Keep these simple tips in mind when you’re looking to make your photos tell a story.



Photo Credit: Victor Lax


Humans crave meaning. Every time we see an image, our brains immediately begin the task of decoding it, filling in the blanks, and telling the story behind the picture. Our ability to tell stories and make sense of the world is what makes us human.


As a photographer, one of your goals should be to tell a story through your images. Naturally, you want your pictures to be technically strong, well composed, and pleasing to the eye. But that’s not enough – in order to really engage the viewer, your photo must make them look twice and work to understand what they are seeing.


If you can create a moment of surprise, or revelation, then you’re succeeding as a photographer.

Emotion is an invaluable tool for the storyteller – and the photographer. When you can express emotion in a picture, the viewer begins to create a storyline.
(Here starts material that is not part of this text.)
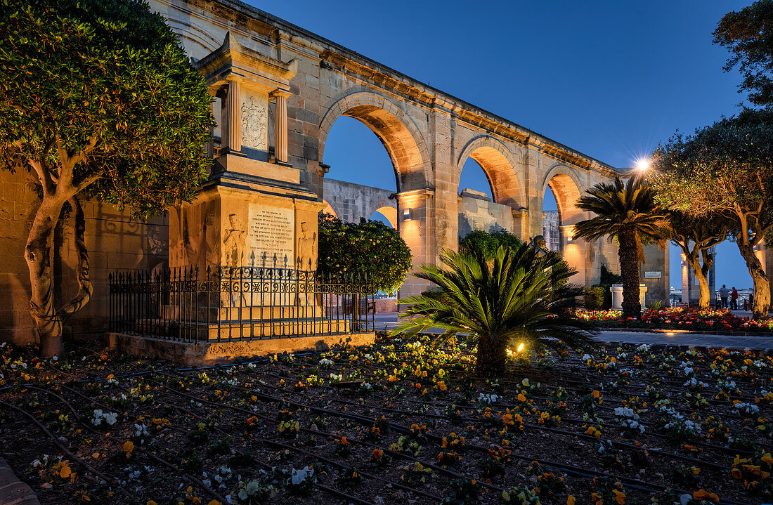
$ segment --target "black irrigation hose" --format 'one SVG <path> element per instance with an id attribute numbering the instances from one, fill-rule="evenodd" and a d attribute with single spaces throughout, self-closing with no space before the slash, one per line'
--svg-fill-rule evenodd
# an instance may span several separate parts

Look for the raw emotion in a scene that you are shooting: the body language of the subject, the expression in their eyes – that’s where the stories live, and that’s what people relate to.



Photo credit: Sabina Mladin


Expressing Emotion

Both of the images in this blog post are from weddings, although they are far from your typical wedding shots. The first is a story of anticipation. As the bride descends the spiral staircase, the photographer builds a feeling of suspense. The viewer knows something that the subject does not – that the groom is about to see his bride for the first time, and that’s exciting. How does she look? What will he think? His body language is serene at the moment, but we know that’s all about to change… As the viewer, we’re intrigued and want to know more. That’s great storytelling with a single shot.
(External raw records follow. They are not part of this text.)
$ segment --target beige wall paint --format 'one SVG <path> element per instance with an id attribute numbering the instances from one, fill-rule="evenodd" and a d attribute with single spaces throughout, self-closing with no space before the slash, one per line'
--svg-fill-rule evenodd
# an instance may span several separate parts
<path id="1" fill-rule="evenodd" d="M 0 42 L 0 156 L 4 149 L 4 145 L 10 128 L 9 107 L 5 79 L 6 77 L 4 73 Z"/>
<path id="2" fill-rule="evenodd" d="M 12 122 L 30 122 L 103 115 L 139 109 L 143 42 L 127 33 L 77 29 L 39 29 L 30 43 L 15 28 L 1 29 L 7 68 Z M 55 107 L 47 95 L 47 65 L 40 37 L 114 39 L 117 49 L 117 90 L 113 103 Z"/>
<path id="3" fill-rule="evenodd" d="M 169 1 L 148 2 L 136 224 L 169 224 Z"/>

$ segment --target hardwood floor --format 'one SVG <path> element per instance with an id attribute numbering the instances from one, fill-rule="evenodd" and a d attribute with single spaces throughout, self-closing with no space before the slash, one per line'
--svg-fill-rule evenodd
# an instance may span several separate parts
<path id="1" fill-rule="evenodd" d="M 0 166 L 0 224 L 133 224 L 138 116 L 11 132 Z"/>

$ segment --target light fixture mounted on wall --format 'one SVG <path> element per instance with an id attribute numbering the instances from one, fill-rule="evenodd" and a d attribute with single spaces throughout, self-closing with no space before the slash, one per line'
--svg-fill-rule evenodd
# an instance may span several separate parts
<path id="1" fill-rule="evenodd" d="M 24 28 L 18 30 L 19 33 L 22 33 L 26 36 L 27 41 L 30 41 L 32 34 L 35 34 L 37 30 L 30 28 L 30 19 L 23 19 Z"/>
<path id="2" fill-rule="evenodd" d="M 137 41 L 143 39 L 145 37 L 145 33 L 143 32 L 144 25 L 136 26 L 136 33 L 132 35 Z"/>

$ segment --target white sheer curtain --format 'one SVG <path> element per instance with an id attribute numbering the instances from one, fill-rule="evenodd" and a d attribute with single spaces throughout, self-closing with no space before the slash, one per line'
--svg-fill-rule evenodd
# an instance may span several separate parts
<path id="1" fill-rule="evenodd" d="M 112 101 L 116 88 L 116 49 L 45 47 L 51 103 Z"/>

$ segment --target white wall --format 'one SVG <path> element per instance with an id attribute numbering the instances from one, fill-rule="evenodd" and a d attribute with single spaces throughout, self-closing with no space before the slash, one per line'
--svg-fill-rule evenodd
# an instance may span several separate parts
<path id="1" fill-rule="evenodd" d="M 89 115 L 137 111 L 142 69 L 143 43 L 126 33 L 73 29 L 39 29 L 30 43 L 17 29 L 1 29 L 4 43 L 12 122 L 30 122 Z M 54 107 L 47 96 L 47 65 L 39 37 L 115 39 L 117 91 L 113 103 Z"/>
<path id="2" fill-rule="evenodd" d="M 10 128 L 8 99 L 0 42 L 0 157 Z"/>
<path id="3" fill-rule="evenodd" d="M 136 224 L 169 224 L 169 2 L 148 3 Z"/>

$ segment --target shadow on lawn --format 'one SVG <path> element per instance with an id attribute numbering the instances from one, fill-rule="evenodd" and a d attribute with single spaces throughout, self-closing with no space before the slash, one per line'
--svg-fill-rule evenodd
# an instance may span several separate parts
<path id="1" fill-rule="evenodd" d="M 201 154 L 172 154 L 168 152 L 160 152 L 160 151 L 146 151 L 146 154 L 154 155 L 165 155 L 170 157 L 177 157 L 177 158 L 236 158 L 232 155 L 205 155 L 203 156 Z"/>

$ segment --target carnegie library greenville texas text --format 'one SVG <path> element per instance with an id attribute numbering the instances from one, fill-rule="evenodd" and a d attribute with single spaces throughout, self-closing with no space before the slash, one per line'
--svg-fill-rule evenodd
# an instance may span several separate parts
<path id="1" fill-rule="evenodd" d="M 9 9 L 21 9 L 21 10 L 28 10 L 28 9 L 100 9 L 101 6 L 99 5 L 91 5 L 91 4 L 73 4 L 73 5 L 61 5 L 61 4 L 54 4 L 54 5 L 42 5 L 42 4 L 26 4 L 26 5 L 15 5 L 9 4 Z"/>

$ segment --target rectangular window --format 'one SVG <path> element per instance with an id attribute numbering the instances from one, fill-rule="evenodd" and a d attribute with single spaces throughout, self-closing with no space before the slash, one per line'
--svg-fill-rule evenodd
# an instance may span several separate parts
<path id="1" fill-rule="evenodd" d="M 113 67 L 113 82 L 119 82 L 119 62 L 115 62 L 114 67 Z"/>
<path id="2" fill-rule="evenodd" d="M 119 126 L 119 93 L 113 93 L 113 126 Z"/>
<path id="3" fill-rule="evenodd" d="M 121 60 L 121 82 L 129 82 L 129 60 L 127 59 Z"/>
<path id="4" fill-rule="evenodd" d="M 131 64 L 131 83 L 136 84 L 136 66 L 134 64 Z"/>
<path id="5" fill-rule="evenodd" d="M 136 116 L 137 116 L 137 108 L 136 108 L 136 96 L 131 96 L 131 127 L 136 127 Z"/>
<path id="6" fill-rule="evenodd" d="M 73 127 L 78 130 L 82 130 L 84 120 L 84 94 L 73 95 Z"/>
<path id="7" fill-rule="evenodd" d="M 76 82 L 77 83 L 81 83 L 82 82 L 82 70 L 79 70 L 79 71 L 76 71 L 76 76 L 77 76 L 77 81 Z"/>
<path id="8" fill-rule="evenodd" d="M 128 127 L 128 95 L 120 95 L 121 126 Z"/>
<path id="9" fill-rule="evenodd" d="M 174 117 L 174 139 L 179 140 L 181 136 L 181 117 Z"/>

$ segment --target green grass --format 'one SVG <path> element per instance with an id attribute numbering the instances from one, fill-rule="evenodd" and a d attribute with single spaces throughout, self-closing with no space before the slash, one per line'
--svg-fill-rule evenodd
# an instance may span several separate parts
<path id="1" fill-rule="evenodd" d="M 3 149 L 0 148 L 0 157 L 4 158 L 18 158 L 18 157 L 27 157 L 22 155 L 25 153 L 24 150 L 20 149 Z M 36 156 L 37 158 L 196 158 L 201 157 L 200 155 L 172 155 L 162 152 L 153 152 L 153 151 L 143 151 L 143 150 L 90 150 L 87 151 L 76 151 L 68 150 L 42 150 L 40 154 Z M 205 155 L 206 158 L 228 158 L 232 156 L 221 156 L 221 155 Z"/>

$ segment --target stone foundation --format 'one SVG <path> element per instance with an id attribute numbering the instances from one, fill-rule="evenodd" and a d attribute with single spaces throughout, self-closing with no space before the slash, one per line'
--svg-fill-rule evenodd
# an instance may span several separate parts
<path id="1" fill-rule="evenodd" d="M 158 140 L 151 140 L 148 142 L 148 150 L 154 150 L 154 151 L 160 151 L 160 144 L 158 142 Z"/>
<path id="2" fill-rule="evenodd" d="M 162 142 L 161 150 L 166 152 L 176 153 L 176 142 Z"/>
The second image is driven by emotion. The elderly woman is clearly feeling something profound, but what does it have to do with weddings? It takes us a moment to spot the reflection of a bride being fitted for a dress in her glasses – and then we fill in the rest.


Great photos make the viewer do some of the work. They give us the space to project our own feelings and stories onto whatever it is that we’re seeing. They leave us wanting more and filling in the gaps. 


How Can You Achieve This?

Try and look at your subject with fresh eyes. Do your research and know your characters so that, when an opportunity presents itself, you know what you are looking for. Get in close. Don’t be afraid to be intimate with your subjects. Help them share what they are feeling with you. Take chances; with your angle and your viewpoint. If you make it unusual, you’ll force the viewer to see in a different way and be open to some new information.


Most of all, telling stories with photographs is a way of thinking. You never know when an opportunity will present itself, but you can train yourself to look for the moments that count and be ready for them when they arrive.